The consultation to lay the groundwork for a secondary market for annuities, announced in last week’s Budget speech, will allowaround 5m pensioners having the option to cash in the products in exchange for a lump sum.
If a framework for the market can be agreed, the changes will come into play next year. Chancellor George Osborne said in his speech on Wednesday: “For many, an annuity is the right product, but for some it makes sense to access their annuity now. So we’re changing the law to make that possible.”
Bob Scott, senior partner at consultancy LCP, said the move was “pure electioneering”.
“It is designed to appeal to those holders who have been forced to buy an annuity they didn’t want. In many cases, they may be keen to release the remainder of their pot,” Scott said. “Throw in the risk of fraudsters targeting vulnerable people and the potential for a mis-selling scandal is high.”
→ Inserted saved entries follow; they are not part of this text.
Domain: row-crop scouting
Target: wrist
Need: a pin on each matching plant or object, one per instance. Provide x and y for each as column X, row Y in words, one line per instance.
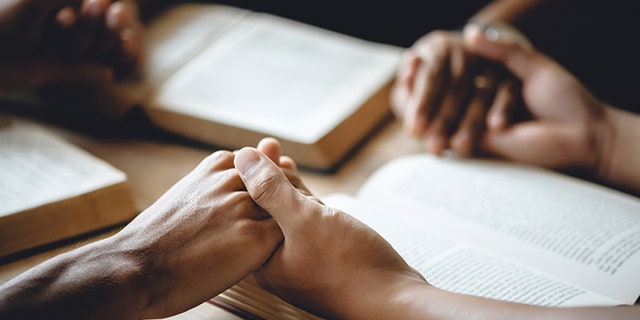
column 115, row 277
column 618, row 150
column 388, row 296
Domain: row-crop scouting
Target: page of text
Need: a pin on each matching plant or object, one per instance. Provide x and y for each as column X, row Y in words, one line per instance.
column 280, row 77
column 454, row 265
column 38, row 167
column 572, row 229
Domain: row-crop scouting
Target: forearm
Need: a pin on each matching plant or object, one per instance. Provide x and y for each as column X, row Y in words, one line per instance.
column 621, row 150
column 97, row 281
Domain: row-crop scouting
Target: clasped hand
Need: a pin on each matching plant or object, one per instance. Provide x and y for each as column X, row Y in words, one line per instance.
column 76, row 41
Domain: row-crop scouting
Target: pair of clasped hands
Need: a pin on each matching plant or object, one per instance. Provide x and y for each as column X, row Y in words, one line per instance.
column 68, row 41
column 247, row 212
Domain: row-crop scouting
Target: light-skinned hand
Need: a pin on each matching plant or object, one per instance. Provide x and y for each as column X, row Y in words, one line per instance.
column 568, row 126
column 443, row 93
column 329, row 262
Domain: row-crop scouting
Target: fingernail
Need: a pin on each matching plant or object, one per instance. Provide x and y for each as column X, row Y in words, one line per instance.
column 246, row 159
column 496, row 121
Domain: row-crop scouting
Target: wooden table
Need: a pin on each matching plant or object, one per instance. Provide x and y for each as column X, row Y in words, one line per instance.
column 153, row 165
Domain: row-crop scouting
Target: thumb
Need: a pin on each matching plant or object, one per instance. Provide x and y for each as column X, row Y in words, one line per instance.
column 550, row 145
column 271, row 190
column 505, row 45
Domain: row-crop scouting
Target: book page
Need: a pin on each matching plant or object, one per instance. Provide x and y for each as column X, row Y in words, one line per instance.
column 172, row 39
column 38, row 167
column 454, row 265
column 279, row 77
column 574, row 230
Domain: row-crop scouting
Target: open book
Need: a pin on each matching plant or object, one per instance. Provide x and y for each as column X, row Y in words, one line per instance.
column 229, row 76
column 51, row 190
column 493, row 229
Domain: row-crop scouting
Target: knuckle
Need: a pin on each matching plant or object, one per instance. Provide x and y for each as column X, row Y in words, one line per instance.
column 217, row 159
column 265, row 190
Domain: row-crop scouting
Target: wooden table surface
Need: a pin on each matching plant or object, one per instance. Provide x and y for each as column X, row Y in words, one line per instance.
column 153, row 165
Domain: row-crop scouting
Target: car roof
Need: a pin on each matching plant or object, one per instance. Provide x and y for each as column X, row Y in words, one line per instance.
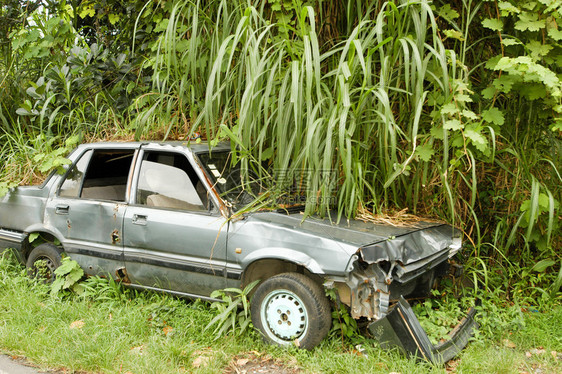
column 201, row 147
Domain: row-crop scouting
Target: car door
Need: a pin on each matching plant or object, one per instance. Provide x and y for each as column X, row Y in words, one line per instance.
column 88, row 209
column 174, row 239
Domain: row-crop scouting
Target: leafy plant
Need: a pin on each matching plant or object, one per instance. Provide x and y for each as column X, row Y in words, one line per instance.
column 342, row 323
column 68, row 275
column 229, row 317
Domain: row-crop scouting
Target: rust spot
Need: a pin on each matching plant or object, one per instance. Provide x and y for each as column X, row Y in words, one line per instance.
column 115, row 236
column 122, row 275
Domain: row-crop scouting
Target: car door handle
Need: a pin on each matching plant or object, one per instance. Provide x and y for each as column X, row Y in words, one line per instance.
column 62, row 209
column 139, row 219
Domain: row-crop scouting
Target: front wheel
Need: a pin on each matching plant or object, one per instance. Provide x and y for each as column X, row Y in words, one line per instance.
column 291, row 308
column 43, row 261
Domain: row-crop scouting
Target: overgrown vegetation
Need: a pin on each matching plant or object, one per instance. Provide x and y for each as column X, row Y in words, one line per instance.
column 97, row 325
column 448, row 108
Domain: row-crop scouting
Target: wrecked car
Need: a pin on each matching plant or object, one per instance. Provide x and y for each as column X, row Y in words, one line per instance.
column 158, row 216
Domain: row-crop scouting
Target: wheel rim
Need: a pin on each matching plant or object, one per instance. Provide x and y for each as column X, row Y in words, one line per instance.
column 49, row 271
column 285, row 316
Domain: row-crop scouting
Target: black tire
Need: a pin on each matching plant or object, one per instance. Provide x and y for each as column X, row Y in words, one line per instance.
column 291, row 308
column 51, row 255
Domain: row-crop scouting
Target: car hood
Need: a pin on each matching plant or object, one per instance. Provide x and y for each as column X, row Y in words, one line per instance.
column 375, row 242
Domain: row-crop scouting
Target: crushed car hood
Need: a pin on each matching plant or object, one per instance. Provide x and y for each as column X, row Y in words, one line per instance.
column 376, row 242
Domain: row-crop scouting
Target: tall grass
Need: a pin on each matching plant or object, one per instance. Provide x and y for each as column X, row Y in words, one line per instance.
column 362, row 105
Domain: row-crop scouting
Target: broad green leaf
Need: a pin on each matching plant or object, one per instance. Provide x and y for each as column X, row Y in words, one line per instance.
column 453, row 124
column 113, row 18
column 489, row 92
column 505, row 82
column 508, row 42
column 534, row 91
column 477, row 139
column 555, row 34
column 493, row 24
column 507, row 8
column 493, row 115
column 469, row 114
column 449, row 108
column 529, row 21
column 537, row 49
column 87, row 11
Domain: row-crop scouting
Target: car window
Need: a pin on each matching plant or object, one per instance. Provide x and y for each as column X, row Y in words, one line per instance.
column 107, row 174
column 73, row 179
column 167, row 180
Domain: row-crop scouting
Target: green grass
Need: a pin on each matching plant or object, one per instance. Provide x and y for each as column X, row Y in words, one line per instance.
column 126, row 331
He added: “Building in adequate protections for consumers is an essential prerequisite to such a scheme getting off the ground.”
People that bought annuities a few years ago when interest rates were high may get a pleasant surprise when they get a valuation. Their annuity in today’s money will have risen in value
Kenny Nicoll, Redington
Kenny Nicoll, a director in the manager research team at consultancy Redington, said the move, coupled with existing reforms removing the requirement to buy an annuity, risks the public viewing annuity products as no longer suitable for a retirement income.
However, he said cashing in could appeal if rates have fallen relative to the interest rate when the annuity was purchased.
“People that bought annuities a few years ago when interest rates were high may get a pleasant surprise when they get a valuation. Their annuity in today’s money will have risen in value,” Nicoll said.
Adviser Portal Financial carried out a survey in March of 1,000 retired and non-retired respondents, which found 569 would consider selling their annuity.
Of those, 50 per cent would do so because the value of their annuity was too small, while 22 per cent would want to use the lump sum for a ‘significant purchase’.
However, around two-thirds (65 per cent) would expect to receive 90 per cent of the annuity’s value in exchange for surrendering.
Gareth Connolly, chair of the pensions board at the Institute and Faculty of Actuaries, said while the body welcomes the consultation to give pension savers further flexibility, it would prefer if any further changes were delayed until “way after” the current round of reforms have bedded in.
“I would hope that is conditional on the April 2015 changes being implemented in a way that’s robust,” he said.